Aru’s reasons for lighting the lamp highlight another important theme explored in the book: The Multiplicity of Perspectives in Truth and Morality. Aru lights the lamp in order to impress her fellow students and to save face when they discover her lies. This begins the exploration of different facets of honesty and dishonesty throughout the book: What is the line between using one’s imagination and blatant dishonesty? What is the price of secret-keeping, and is there any justifiable reason for doing so? Both Krithika and Boo are characters that appear to keep secrets, some of which will be revealed along the way. Furthermore, with Dharma Raja, the god of justice and death serving as Mini’s father, the ideal of righteousness or truth is an important one in the story.

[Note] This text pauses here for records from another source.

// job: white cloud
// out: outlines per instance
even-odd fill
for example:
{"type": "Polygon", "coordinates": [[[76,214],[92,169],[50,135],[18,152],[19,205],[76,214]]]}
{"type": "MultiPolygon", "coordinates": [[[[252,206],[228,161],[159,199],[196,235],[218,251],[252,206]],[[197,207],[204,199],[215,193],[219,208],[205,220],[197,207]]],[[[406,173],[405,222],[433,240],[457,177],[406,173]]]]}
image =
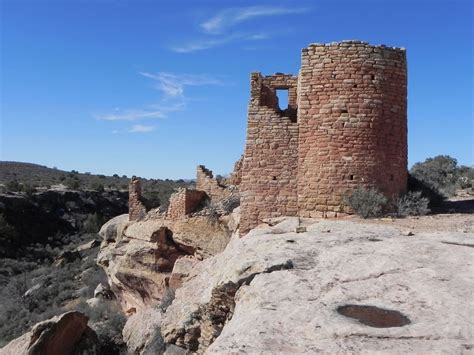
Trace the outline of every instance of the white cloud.
{"type": "Polygon", "coordinates": [[[248,6],[232,8],[219,12],[215,16],[201,23],[200,26],[206,33],[220,34],[223,30],[229,27],[256,17],[300,14],[306,11],[308,11],[307,8],[280,6],[248,6]]]}
{"type": "MultiPolygon", "coordinates": [[[[98,120],[103,121],[141,121],[165,118],[170,112],[186,108],[191,99],[185,96],[188,86],[224,85],[223,81],[209,74],[176,74],[168,72],[140,72],[140,75],[152,79],[154,87],[162,92],[162,97],[157,103],[146,105],[137,109],[122,110],[116,107],[112,112],[96,114],[98,120]]],[[[134,125],[129,132],[144,133],[154,129],[153,126],[134,125]]],[[[119,131],[114,130],[117,134],[119,131]]]]}
{"type": "Polygon", "coordinates": [[[126,110],[121,112],[115,109],[113,113],[99,114],[96,118],[104,121],[138,121],[146,118],[164,118],[166,115],[162,111],[147,110],[126,110]]]}
{"type": "Polygon", "coordinates": [[[223,85],[222,80],[208,74],[173,74],[159,72],[156,74],[140,72],[140,75],[156,81],[156,89],[163,92],[166,98],[183,97],[186,86],[223,85]]]}
{"type": "Polygon", "coordinates": [[[255,34],[243,34],[243,33],[235,33],[226,37],[221,37],[219,39],[198,39],[189,43],[185,43],[184,45],[172,47],[171,50],[177,53],[191,53],[202,51],[205,49],[217,47],[229,42],[241,40],[241,41],[256,41],[256,40],[264,40],[269,39],[270,35],[267,33],[255,33],[255,34]]]}
{"type": "MultiPolygon", "coordinates": [[[[300,14],[309,11],[303,7],[283,6],[247,6],[225,9],[206,21],[199,27],[201,32],[208,37],[202,37],[193,41],[176,45],[170,49],[177,53],[192,53],[236,41],[266,40],[271,37],[268,33],[249,33],[242,31],[230,31],[233,27],[244,21],[259,17],[282,16],[300,14]]],[[[272,33],[274,34],[274,33],[272,33]]]]}
{"type": "Polygon", "coordinates": [[[141,124],[133,125],[129,130],[130,133],[148,133],[155,130],[154,126],[144,126],[141,124]]]}
{"type": "Polygon", "coordinates": [[[172,47],[171,50],[177,53],[191,53],[202,51],[213,47],[226,44],[234,39],[234,36],[224,37],[220,39],[198,39],[181,46],[172,47]]]}

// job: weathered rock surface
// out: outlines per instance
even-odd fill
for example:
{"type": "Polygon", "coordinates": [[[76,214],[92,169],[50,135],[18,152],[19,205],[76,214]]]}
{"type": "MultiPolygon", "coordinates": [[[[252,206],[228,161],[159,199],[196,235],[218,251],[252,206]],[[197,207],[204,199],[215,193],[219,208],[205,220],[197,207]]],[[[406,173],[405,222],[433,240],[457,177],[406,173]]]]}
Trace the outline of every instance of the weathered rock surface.
{"type": "Polygon", "coordinates": [[[467,354],[473,241],[473,233],[403,236],[389,226],[287,218],[196,264],[161,333],[210,354],[467,354]],[[410,323],[364,325],[336,311],[350,304],[398,311],[410,323]]]}
{"type": "Polygon", "coordinates": [[[130,354],[161,354],[165,344],[160,334],[161,312],[156,308],[145,308],[128,318],[123,328],[123,340],[130,354]]]}
{"type": "Polygon", "coordinates": [[[118,216],[101,229],[97,258],[124,311],[159,303],[169,287],[176,261],[184,256],[207,258],[224,250],[231,232],[225,223],[204,216],[178,221],[154,218],[128,222],[118,216]]]}
{"type": "Polygon", "coordinates": [[[80,312],[68,312],[36,324],[21,337],[0,349],[2,355],[99,354],[95,332],[80,312]]]}

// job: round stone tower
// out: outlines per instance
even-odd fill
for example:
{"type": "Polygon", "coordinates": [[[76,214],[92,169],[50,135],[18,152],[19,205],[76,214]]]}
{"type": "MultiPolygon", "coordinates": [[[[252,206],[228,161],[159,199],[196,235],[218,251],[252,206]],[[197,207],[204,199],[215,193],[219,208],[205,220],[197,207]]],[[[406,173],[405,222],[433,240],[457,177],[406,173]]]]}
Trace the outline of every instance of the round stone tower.
{"type": "Polygon", "coordinates": [[[346,41],[303,49],[297,94],[298,211],[343,211],[358,186],[407,185],[405,50],[346,41]]]}

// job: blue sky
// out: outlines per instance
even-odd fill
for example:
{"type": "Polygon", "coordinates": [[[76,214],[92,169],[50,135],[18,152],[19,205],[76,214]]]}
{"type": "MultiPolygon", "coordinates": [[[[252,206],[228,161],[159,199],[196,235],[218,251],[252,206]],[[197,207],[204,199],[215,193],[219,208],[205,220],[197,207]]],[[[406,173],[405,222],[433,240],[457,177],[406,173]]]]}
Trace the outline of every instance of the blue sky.
{"type": "Polygon", "coordinates": [[[407,48],[409,163],[473,159],[473,2],[0,0],[0,160],[149,178],[231,171],[251,71],[312,42],[407,48]]]}

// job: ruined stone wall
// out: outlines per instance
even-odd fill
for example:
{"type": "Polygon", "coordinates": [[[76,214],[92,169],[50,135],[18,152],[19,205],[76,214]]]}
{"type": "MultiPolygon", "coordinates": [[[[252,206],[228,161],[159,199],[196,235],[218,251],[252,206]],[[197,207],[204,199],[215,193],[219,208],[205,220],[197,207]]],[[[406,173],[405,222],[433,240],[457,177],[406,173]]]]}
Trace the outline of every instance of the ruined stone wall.
{"type": "Polygon", "coordinates": [[[211,200],[220,200],[229,196],[230,191],[220,185],[212,171],[204,165],[198,165],[196,172],[196,190],[204,191],[211,200]]]}
{"type": "Polygon", "coordinates": [[[229,185],[239,186],[242,181],[242,167],[244,164],[244,156],[242,155],[239,160],[234,164],[234,171],[230,175],[228,182],[229,185]]]}
{"type": "Polygon", "coordinates": [[[133,177],[128,185],[128,219],[136,221],[145,217],[146,207],[142,202],[140,179],[133,177]]]}
{"type": "Polygon", "coordinates": [[[404,49],[360,41],[303,49],[298,77],[251,76],[241,233],[268,217],[348,212],[355,188],[407,186],[404,49]],[[278,89],[288,90],[280,108],[278,89]]]}
{"type": "Polygon", "coordinates": [[[194,212],[202,200],[206,197],[203,191],[180,188],[171,195],[170,204],[166,217],[179,220],[194,212]]]}
{"type": "Polygon", "coordinates": [[[265,218],[297,213],[296,86],[295,76],[252,73],[240,183],[241,231],[265,218]],[[288,109],[279,108],[276,89],[288,89],[288,109]]]}
{"type": "Polygon", "coordinates": [[[405,50],[365,42],[303,49],[298,83],[300,216],[339,211],[357,186],[407,186],[405,50]]]}

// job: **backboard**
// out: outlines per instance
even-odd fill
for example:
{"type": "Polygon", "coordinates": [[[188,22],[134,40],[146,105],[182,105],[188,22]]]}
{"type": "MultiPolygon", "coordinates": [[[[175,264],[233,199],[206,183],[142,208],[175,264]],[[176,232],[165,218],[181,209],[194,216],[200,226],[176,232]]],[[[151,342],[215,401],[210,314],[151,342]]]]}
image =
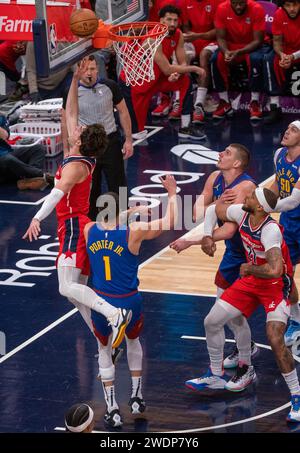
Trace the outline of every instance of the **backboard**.
{"type": "MultiPolygon", "coordinates": [[[[84,1],[36,0],[35,6],[33,40],[40,77],[48,77],[93,51],[91,39],[77,38],[69,28],[70,15],[78,7],[84,7],[84,1]]],[[[99,19],[111,24],[142,21],[147,17],[148,1],[96,0],[95,12],[99,19]]]]}

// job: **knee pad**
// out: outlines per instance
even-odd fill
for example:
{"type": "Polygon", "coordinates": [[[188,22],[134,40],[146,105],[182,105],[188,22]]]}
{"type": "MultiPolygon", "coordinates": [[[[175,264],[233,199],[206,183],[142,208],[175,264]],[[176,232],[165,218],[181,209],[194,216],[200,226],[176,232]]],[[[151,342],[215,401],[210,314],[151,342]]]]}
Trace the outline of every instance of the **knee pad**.
{"type": "Polygon", "coordinates": [[[115,366],[112,365],[109,368],[99,368],[99,377],[102,382],[109,382],[115,380],[115,366]]]}

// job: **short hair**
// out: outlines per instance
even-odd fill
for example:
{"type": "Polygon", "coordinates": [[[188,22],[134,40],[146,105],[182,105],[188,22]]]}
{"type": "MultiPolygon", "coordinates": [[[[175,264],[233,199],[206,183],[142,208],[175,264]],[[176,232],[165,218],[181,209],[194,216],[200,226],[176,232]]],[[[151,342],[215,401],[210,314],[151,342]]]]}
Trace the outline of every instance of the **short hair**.
{"type": "Polygon", "coordinates": [[[107,222],[116,219],[120,214],[120,198],[115,192],[107,192],[97,199],[97,221],[107,222]],[[99,206],[99,207],[98,207],[99,206]]]}
{"type": "Polygon", "coordinates": [[[102,157],[108,144],[107,135],[102,124],[87,126],[80,135],[80,154],[88,157],[102,157]]]}
{"type": "Polygon", "coordinates": [[[263,191],[266,202],[268,203],[271,209],[275,209],[275,206],[277,204],[277,195],[275,195],[275,193],[272,192],[272,190],[270,189],[264,188],[263,191]]]}
{"type": "Polygon", "coordinates": [[[177,14],[178,17],[180,17],[180,15],[181,15],[180,9],[176,8],[176,6],[174,6],[174,5],[165,5],[159,10],[158,17],[161,19],[162,17],[165,17],[165,15],[167,13],[177,14]]]}
{"type": "MultiPolygon", "coordinates": [[[[74,404],[65,414],[65,423],[68,426],[77,428],[78,426],[85,423],[90,416],[90,409],[87,404],[79,403],[74,404]]],[[[67,427],[66,430],[71,432],[67,427]]]]}
{"type": "Polygon", "coordinates": [[[89,61],[96,61],[95,55],[89,55],[88,56],[89,61]]]}
{"type": "Polygon", "coordinates": [[[250,163],[249,149],[246,146],[241,145],[241,143],[231,143],[230,146],[232,146],[232,148],[235,148],[237,150],[238,160],[241,161],[243,170],[248,168],[249,163],[250,163]]]}
{"type": "Polygon", "coordinates": [[[300,3],[300,0],[278,0],[276,3],[278,7],[282,7],[285,3],[300,3]]]}

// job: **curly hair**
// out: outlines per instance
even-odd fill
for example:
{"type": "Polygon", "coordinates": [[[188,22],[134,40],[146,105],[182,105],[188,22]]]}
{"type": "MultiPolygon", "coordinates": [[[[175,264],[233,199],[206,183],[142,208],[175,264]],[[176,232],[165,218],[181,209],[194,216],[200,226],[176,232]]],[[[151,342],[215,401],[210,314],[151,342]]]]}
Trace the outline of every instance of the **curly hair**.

Despite confronting these lofty ideals, Aru and Mini are, ultimately, 12-year-old girls who are also dealing with the problems of their age. Mocked by her classmates for her different socioeconomic background and culture, Aru desperately wants to fit in, and this is her major motivation to light the lamp, despite her mother’s warnings. She also does not come from the same kind of family set-up as her peers—she has never known her biological father, and her mother is often absent, traveling the world for work. This is yet another difference that irks Aru, and she is irritated by Mini’s pity over Krithika not having prepared Aru better for her destiny.
Important symbols and motifs that appear in these chapters include the golden orb given to Aru by Indra; the purple compact that Mini receives from Dharma Raja; and the cursed lamp or diya itself. The main cast of characters are all introduced in these initial chapters: Aru, Mini, and Boo; the Sleeper; and Aru’s mother, Krithika. There are multiple references made to different characters and anecdotes from the Mahabharata. The Mahabharata is one of the two great Indian epics, which follows the story of the Pandavas, five warrior brothers, and their rivalry with their 100 cousins, collectively known as the Kauravas. This ultimately culminates in a great war, symbolically seen as a war between good and evil, which takes place on the Kurukshetra battlefield, from which the Pandavas emerge victorious.
The Pandavas are considered the sons of the King Pandu and his wives Kunti and Madri; in reality, they were fathered by five different Hindu deities, by use of a mantra gifted to Kunti (See: Background). They also had a secret older brother, Karna, born to Kunti before her marriage to Pandu by use of the same mantra. Panda’s brother, Dhritarashtra, was born blind; he later married Gandhari, who voluntarily blindfolded herself in empathy for her husband, and whose story Aru remembers. They birthed the Kauravas, the oldest of whom was known as “Suyodhana” or “Duryodhana,” a name to remember for later events in the story.